Für Menschen mit schweren Behinderungen ist das Angebot passender Wohnplätze knapp, in Wien ebenso wie sonst im Land.

Foto: Heribert Corn

Wien – Vor vierzehn Tagen brachte ein Standard-Bericht Missstände bei Wohnen Steinergasse – einer zu diesem Zeitpunkt vom Diakoniewerk geführten sozialpädagogischen Einrichtung für Minderjährige mit geistiger und mehrfacher Behinderung – ans Tageslicht. Kinder und Jugendliche hätten dort falsche Medikamente und Sondennahrung erhalten und es habe derart schwerer Betreuermangel geherrscht, dass jede zweite Pflegekraft aus Überarbeitung binnen eines Jahres das Haus wieder verlassen habe, berichtete ein Insider.

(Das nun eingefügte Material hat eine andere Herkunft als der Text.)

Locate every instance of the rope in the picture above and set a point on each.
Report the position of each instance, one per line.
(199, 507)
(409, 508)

Drei Tage später zog sich das Diakoniewerk als Trägerorganisation der Einrichtung zurück, ein Aufsichtsverfahren beim Amt für Jugend und Familie (MA 11), die die Minderjährigen in der Steinergasse unterbrachte und finanzierte, ist am Laufen.

Schließung vielleicht schon Dienstag

Nun erfuhr der Standard, dass auch die MA 11 selbst der Steinergasse den Rücken kehrt. Die letzten acht von ursprünglich 20 Bewohnern sollen in den kommenden Tagen übersiedelt, der Standort aufgegeben werden, sagt MA-11-Sprecherin Herta Staffa. Wenn möglich, werde das Wohnheim bereits mit 31. Jänner schließen.

"Das Platzangebot für Kinder und Jugendliche mit Mehrfachbehinderungen in Wien ist enden wollend", sagt Staffa. Daher bemühe man sich jetzt um "Übergangslösungen" für die verbliebenen unter 18-jährigen Steinergasse-Bewohner. Später im Jahr 2017 werde man sie dann in die Seestadt Aspern übersiedeln, wo drei Wohngemeinschaften für je acht Personen geplant sind. Spatenstich war am 23. Oktober 2016, eine Betreuungsorganisation wird nach dem Rückzug des Diakoniewerks derzeit noch gesucht.

Vorschlag: Umzug ins Altersheim

Schwierig gestaltete sich in der Steinergasse auch die Suche nach neuen Plätzen für jene – laut Staffa – drei Bewohner, die das 18. Lebensjahr bereits überschritten haben. Tatsächlich müssen Jugendliche mit Mehrfachbehinderungen nach ihrer Volljährigkeit nicht sofort aus Minderjährigeneinrichtungen ausziehen. Zur Suche einer neuen Wohnlösung nehme man sich ausreichend Zeit, heißt es beim Fonds Soziales Wien (FSW), der in solchen Fällen die Unterbringungskosten übernimmt.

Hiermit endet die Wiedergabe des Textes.